Marriott International, Inc.
Matter Group
McDonald’s
Monsanto
Newmont Mining Corporation
Office Depot
Organic Bouquet
Pearl Jam
Peter Gillham’s Natural Vitality
Rio Tinto
Royal Caribbean
Save Your World
SC Johnson
Seeds of Change
Shell Group
Sony Computer Entertainment America
Sotheby’s International Realty
Starbucks Coffee Company
Toyota Motor Corporation
United Airlines
United Technologies Corporation
Volkswagen
Walmart
Walt Disney Company
Weyerhaeuser
WhiteWave Foods
Wrigley Company
Yves Saint Laurent
That’s a pretty good rundown of all that is bad in Western commerce – they only need ExxonMobil and BHP Billiton for a full house, but I’m sure they’re working on it as I write.
As for Team Earth, well it’s just another lump of corporate bullshit masquerading as ordinary people who care. The really sad thing is, the people who fall under their spell are likely to think that Team Earth are getting down and doing good work on their behalf, when all the “Team” are doing is making a load of corporate Earth killers look slightly less murderous.
STOP PRESS! Team Earth have a Facebook Group which I would encourage you to join. They have a nasty habit of blocking people who don’t agree with their point of view, and deleting anything that runs counter to their corporate worldview. You might want to post the link to this article, or perhaps this image, which tells the truth about Conservation International…

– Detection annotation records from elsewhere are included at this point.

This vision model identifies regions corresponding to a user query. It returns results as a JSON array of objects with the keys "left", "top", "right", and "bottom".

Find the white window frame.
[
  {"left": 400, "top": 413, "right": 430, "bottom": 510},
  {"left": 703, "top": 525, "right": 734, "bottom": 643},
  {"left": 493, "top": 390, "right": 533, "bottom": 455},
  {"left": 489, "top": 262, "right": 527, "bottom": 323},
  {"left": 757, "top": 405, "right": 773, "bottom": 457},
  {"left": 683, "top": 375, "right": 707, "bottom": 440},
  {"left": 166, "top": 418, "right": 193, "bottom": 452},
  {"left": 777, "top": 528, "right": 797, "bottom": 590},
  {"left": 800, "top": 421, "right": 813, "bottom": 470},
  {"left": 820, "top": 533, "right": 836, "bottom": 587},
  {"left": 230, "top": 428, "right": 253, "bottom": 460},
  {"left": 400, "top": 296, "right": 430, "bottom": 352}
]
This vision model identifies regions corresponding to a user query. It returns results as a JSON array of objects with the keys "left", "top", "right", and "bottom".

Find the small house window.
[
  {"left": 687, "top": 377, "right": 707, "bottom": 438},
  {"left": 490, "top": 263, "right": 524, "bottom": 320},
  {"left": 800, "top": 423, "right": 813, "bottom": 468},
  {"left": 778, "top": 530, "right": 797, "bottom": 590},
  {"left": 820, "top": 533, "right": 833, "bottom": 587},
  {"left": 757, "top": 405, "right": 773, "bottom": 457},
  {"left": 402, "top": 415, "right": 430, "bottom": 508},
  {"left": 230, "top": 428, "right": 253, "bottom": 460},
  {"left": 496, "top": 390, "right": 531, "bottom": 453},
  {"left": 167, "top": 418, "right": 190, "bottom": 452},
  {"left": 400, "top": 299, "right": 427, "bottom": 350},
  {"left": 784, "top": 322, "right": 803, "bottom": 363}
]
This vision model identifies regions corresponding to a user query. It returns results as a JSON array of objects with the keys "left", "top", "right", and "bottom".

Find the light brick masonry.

(click for downloadable full size)
March 26th, 2010 at 4:55 pm
Interesting post. As the quote say: “you can’t shake hands with the devil and say you were only kidding”.
I have seen a similar thing in the ethical and environmental trade “industry”. Fair Trade and Organic Certification have their issues, they are not perfect by any means, but over the last eight years or so I have watched Rainforest Alliance become exactly like the NGOs you have described above.
Lukewarm standards that do nothing to protect the growers and the environment and a cutesy little green tree frog for the likes of McDonalds to plaster all over their products and advertising.
My partner and I put a bit of effort into exposing this back when Rainforest Alliance was still new and small. Our efforts (we think) resulted in them changing their standards a bit (so that their arses were covered, but not so that it actually improved anything).
However the corporate b#stards poured in their money over the year and Rainforest Alliance has prospered and reaped the rewards.
Anyone wondering if the RF are really that bad just needs to take a look at their “standard”, then compare it to that of Fair Trade and any decent Organic Certification. It’s greenwashing of the nastiest kind.